February 08, 2007

(++++) FIFTY YEARS OF HATTED CATS

The Cat in the Hat Party Edition. By Dr. Seuss. Random House. $8.99.

The Annotated Cat: Under the Hats of Seuss and His Cats. Introduction and Annotations by Philip Nel. Random House. $30.

      Has it really been 50 years since Dr. Seuss’s The Cat in the Hat took the world of dull “early readers” by storm and single-handedly (or single-cattedly) changed the way books for young children are written? On the one hand, the book seems as fresh, offbeat, surrealistic and funny today as if it had been written only yesterday.
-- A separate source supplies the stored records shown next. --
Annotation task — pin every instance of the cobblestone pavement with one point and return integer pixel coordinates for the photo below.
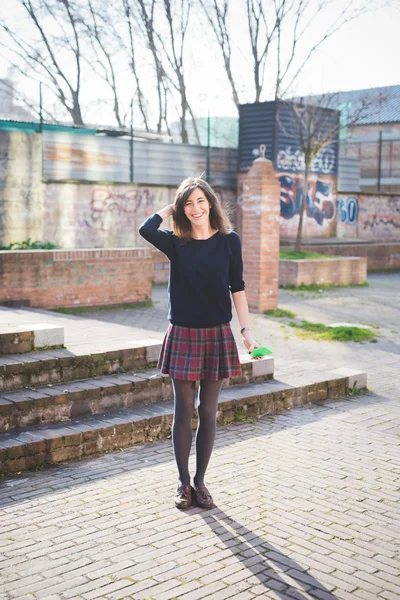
(307, 501)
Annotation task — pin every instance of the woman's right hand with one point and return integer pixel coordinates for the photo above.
(166, 212)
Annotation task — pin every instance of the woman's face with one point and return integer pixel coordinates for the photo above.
(197, 208)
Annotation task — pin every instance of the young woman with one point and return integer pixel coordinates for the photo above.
(206, 267)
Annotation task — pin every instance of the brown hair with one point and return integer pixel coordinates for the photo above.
(181, 225)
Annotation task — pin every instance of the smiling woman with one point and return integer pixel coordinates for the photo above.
(206, 269)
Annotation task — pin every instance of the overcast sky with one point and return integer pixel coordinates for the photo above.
(363, 54)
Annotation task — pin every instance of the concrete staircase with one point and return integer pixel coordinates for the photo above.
(57, 406)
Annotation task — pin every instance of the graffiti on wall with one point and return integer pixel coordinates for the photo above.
(319, 204)
(127, 202)
(3, 168)
(369, 217)
(293, 160)
(348, 210)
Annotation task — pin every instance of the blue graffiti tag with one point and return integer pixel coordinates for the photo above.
(318, 205)
(348, 210)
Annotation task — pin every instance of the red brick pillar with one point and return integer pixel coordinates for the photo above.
(258, 226)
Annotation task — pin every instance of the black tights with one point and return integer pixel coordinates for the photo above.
(184, 395)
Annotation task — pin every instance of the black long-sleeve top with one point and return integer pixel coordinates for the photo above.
(202, 274)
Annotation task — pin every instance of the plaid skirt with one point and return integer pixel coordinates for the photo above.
(199, 353)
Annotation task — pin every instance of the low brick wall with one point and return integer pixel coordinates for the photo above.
(71, 278)
(316, 271)
(385, 256)
(323, 270)
(160, 267)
On the other hand, it feels as if it has always been around, an integral part of American culture (and world culture, too). Theodor Geisel is one of the few authors of whom it can be said, “He changed everything.” And he did – a return to the days of Fun with Dick and Jane and similar books for young readers is utterly unthinkable now.
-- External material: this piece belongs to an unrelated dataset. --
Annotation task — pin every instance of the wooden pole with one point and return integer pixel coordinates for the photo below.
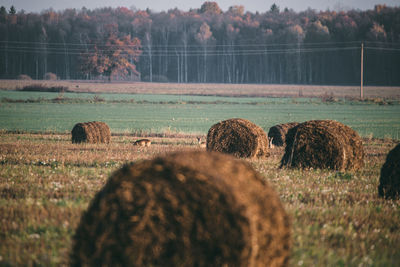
(362, 72)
      The Cat in the Hat Party Edition is the latest reprint of the 1957 Random House original, and comes with a brightly shining hardcover binding. There isn’t much of a “party” about the book except for the title – this edition simply contains a “birthday card” postcard pre-addressed to the Cat and designed to help support literacy in local communities. That is a party piece for parents, not kids. But the book itself remains very much for children…oh, what the heck, and for parents, too, since today’s parents almost certainly knew it when they were kids, and today’s kids seem highly likely to pass it on to future generations. If your well-worn edition of The Cat in the Hat is a little too well-worn, the new edition is a good excuse to buy the book again. You can never have too much of this particular Cat.
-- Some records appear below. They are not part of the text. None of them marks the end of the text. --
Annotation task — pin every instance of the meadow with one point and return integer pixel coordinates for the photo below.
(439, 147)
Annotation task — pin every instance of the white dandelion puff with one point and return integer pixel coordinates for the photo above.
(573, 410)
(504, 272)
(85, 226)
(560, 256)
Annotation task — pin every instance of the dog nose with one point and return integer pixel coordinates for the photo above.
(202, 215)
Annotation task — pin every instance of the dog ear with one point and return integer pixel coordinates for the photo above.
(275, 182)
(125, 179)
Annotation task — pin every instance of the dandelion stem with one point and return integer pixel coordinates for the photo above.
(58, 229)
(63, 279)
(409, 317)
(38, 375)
      In fact, parents, there’s now a Cat in the Hat just for you: The Annotated Cat, which contains the complete Cat in the Hat and the entire sequel, The Cat in the Hat Comes Back – but which presents the books in a decidedly unchildlike way. This is really a book about where the Cat stands in history, how Dr. Seuss came to write the Cat tales, and how the art in the books fits in with Dr. Seuss’s adult-targeted drawings, from his ads for Flit insecticide to his anti-Hitler cartoons from World War II. Philip Nel has gathered a wealth of information here (some of it previously published in other Random House books about Dr. Seuss and his work). Nel is an associate professor of English at Kansas State University and the author of, among other things, a reader’s guide to the Harry Potter books (nice work if you can get it!). What readers of this book get is a great deal of perspective on the Cat books, such as a well-done discussion comparing the end of the first book (will the kids tell their mother what happened?) with the famous story “The Lady, or the Tiger?” – which Dr. Seuss once said was the best children’s book he had ever read. Nel’s prose tends to be a bit on the academic side, but it’s fun to follow the in and outs of the Cat books as he takes adults through them. One example: “An exclamation point appears only on the title page of The Cat in the Hat Comes Back, and not on the cover itself. Discrepancies between Seuss’s covers and title pages are rare but not unheard of.” And Nel gives examples. This is not a book that celebrates the sheer joy of the Seussian cats. It is a book for the adult joy of learning more about these much-loved books than you ever realized was there to learn.